The town of Bridgend, Wales has a problem. Its teenagers keep committing suicide. Leaving no note, both boys and girls are found dead by their parents. No one knows the cause: murder, insanity, psychosis, mass hysteria, vengeance, depression. Sadly, this is not a fiction — 79 kids have committed suicide in the town between 2007 and 2012. This tragic situation is the inspiration behind the movie Bridgend (dir Jeppe Ronde).

 

The creepy film titled after the town follows Sara (Hannah Murray) who returns to the town she left as a child along with her single father Dave (Steven Waddington). As the local police officer, Dave spends his days investigating the suicides, trying to figure out their cause by collecting information from every avenue available. Sara makes fast friends with the suicide bunch and quickly transforms from a doting daughter into another one of the morbid local teens. Sara begins a relationship with one teen in particular, Jamie, who draws her ever deeper into the mire. Dave strives to save Sara from their clutches.

The film shows adolescents as wild, untamed creatures with an animal-like unpredictability. They answer to no authority, hating parents, teachers, and priests. Not that the adults are remotely adept at speaking to the adolescents. Every act drives a wedge between the two groups. They take to the forest, where they howl at the memorials of their deceased friends, engage in deadly tests of bravery, and swim in a swampy looking lake in emulation of dead floating bodies.

Their violence towards each other is equally horrific. When anyone wants to leave the town, he is outcast and beaten. Sex acts are misunderstood, becoming a kind of rape. In fact, there are no couples, but a collective sharing of bodies, as if to say they are all part of one organism. In lieu of church religion, they share a belief that the deceased all go together and take care of each other.

Their unusual behavior toes a line between possession and collective madness, reminiscent of Lord of the Flies.
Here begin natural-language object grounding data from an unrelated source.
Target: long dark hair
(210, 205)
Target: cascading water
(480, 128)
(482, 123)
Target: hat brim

Through Sara, we see how it is also irresistible. Sara at first keeps apart from the group, maintaining independence, but their allure is too great. She soon becomes as defiant as her peers, snarling, amoral. When her father tries to send her to a riding school outside of town, she responds by frightening her horse so it runs away. The only thing that might differentiate her strongly from the others seems to be the deep affection she develops for Jamie.

Bridgend has a haunting ambiance, beautifully captured by the old growth forests, grim protestant architecture, and depopulated emptiness. There are misty shots of rail tracks that lead nowhere. Since the film never answers the cause of the suicides or the unusual behavior, everything comes off threatening and demonic.

Although the film has a fascinating premise, it loses steam. It makes no pretense of being a documentary, which would have an inappropriate avenue considering the immediacy of the event. It also doesn’t entirely come together as fiction either. The senselessness of the violence and the suicides themselves, as well as the switch from Sara’s perspective to that of her father’s, doesn’t serve the story. The film evokes unease and explores a dark side to human nature, but ultimately, it’s horror without cause and without humour.